Costs and Consequences Associated With Misdiagnosed Lower Extremity Cellulitis

JAMA Dermatol. 2017 Feb 1;153(2):141-146. doi: 10.1001/jamadermatol.2016.3816.


Importance: Inflammatory dermatoses of the lower extremity are often misdiagnosed as cellulitis (aka "pseudocellulitis") and treated with antibiotics and/or hospitalization. There is limited data on the cost and complications from misdiagnosed cellulitis.

Objective: To characterize the national health care burden of misdiagnosed cellulitis in patients admitted for treatment of lower extremity cellulitis.

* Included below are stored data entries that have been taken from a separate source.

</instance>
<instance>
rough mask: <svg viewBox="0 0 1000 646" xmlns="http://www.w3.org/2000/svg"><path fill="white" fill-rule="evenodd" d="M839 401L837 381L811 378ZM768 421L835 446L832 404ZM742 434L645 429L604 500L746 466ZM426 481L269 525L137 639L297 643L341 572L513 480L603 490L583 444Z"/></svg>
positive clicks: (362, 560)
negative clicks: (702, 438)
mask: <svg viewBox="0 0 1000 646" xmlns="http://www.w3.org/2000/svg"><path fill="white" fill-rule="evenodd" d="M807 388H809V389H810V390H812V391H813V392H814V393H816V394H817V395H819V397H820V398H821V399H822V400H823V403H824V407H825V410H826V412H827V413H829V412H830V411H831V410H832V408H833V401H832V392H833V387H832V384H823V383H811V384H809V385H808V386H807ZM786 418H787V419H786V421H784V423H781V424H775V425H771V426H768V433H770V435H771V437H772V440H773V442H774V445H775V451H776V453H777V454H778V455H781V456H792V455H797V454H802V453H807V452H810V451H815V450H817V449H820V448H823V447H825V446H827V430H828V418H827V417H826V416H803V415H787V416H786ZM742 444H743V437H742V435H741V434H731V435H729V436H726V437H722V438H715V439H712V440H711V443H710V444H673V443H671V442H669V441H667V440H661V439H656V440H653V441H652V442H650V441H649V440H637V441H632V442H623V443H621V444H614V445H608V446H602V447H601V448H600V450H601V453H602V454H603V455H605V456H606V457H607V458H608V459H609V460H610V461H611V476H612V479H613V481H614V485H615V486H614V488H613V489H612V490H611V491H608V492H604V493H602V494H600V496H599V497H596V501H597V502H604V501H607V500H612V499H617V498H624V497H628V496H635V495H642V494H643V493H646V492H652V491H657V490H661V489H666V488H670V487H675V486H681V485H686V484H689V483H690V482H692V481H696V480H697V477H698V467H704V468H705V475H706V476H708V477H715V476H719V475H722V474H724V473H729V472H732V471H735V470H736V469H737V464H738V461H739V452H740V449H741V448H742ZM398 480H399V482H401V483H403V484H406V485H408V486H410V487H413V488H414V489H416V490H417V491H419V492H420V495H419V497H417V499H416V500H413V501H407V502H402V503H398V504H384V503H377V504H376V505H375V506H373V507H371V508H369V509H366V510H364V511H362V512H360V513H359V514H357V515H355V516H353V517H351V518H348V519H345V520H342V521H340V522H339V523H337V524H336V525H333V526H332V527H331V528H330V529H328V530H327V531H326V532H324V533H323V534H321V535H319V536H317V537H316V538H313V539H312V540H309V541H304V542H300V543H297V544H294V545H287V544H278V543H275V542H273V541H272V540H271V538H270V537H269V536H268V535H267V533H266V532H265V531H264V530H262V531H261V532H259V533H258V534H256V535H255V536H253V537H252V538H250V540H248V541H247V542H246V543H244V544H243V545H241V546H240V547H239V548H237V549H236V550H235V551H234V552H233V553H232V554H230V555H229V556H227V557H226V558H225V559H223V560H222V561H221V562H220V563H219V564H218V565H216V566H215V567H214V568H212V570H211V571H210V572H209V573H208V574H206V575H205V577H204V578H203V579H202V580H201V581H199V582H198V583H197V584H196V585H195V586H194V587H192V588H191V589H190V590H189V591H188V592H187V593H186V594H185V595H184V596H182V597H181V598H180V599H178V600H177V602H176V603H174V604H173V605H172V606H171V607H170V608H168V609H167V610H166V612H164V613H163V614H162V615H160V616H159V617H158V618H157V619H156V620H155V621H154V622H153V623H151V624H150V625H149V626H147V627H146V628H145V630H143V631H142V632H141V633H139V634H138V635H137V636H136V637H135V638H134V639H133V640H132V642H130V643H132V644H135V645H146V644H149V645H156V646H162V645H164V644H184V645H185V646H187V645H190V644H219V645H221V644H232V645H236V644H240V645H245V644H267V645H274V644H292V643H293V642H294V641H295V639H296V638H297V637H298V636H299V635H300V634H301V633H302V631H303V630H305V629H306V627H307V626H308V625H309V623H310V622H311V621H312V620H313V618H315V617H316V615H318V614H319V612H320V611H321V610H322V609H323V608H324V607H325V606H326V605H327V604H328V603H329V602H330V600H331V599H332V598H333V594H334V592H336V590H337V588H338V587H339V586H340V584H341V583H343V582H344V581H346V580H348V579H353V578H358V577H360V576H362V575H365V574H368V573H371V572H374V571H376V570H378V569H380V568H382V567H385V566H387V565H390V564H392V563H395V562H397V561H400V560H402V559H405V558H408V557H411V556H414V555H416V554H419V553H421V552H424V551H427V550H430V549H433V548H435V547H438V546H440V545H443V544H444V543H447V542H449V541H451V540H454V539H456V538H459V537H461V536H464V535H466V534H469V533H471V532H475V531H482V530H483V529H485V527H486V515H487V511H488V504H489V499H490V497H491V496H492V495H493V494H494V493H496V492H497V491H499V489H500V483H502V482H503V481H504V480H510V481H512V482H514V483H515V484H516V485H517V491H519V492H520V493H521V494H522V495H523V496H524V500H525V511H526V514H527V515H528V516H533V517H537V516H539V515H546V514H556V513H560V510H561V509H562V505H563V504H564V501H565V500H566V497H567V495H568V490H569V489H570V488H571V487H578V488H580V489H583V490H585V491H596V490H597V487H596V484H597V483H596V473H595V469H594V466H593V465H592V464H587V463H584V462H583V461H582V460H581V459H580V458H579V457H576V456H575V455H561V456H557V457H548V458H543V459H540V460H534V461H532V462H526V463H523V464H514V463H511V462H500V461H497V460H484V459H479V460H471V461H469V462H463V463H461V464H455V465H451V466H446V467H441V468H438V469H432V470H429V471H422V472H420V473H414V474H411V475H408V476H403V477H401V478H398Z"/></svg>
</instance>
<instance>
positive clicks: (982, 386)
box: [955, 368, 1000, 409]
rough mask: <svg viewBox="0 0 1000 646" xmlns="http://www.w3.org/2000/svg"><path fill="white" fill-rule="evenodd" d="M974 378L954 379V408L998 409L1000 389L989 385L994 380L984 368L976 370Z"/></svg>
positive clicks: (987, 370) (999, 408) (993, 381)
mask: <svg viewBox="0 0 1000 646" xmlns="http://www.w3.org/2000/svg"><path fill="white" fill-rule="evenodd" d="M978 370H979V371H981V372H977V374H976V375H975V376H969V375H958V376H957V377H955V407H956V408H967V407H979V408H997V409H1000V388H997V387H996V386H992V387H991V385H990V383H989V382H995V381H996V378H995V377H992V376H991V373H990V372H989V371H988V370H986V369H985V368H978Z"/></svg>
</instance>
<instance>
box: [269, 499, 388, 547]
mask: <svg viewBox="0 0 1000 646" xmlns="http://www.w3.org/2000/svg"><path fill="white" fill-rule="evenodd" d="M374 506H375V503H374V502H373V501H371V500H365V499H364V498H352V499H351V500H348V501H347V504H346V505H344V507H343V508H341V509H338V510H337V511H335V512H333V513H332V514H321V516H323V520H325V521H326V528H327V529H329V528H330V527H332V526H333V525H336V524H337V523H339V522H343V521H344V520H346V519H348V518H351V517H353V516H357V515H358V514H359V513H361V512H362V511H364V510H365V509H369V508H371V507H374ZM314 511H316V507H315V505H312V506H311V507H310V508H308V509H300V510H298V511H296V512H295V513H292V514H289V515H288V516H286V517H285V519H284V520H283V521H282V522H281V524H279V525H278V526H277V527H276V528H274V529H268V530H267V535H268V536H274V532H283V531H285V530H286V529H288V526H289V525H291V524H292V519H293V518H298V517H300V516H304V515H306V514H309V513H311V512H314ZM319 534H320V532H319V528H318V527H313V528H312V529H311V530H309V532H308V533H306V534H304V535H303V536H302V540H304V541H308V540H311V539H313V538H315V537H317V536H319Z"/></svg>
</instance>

Design, setting, and participants: Cross-sectional study using patients admitted from the emergency department (ED) of a large urban hospital with a diagnosis of lower extremity cellulitis between June 2010 and December 2012. Patients who were discharged with a diagnosis of cellulitis were categorized as having cellulitis, while those who were given an alternative diagnosis during the hospital course, on discharge, or within 30 days of discharge were considered to have pseudocellulitis. A literature review was conducted for calculation of large-scale costs and complication rates. We obtained national cost figures from the Medical Expenditure Panel Survey (MEPS), provided by the Agency for Healthcare Research and Quality (AHRQ) for 2010 to calculate the hospitalization costs per year attributed to misdiagnosed lower extremity pseudocellulitis.

Exposures: The exposed group was composed of patients who presented to and were admitted from the ED with a diagnosis of lower extremity cellulitis.

Main outcomes and measures: Patient characteristics, hospital course, and complications during and after hospitalization were reviewed for each patient, and estimates of annual costs of misdiagnosed cellulitis in the United States.

Results: Of 259 patients, 79 (30.5%) were misdiagnosed with cellulitis, and 52 of these misdiagnosed patients were admitted primarily for the treatment of cellulitis. Forty-four of the 52 (84.6%) did not require hospitalization based on ultimate diagnosis, and 48 (92.3%) received unnecessary antibiotics. We estimate cellulitis misdiagnosis leads to 50 000 to 130 000 unnecessary hospitalizations and $195 million to $515 million in avoidable health care spending. Unnecessary antibiotics and hospitalization for misdiagnosed cellulitis are projected to cause more than 9000 nosocomial infections, 1000 to 5000 Clostridium difficile infections, and 2 to 6 cases of anaphylaxis annually.

Conclusions and relevance: Misdiagnosis of lower extremity cellulitis is common and may lead to unnecessary patient morbidity and considerable health care spending.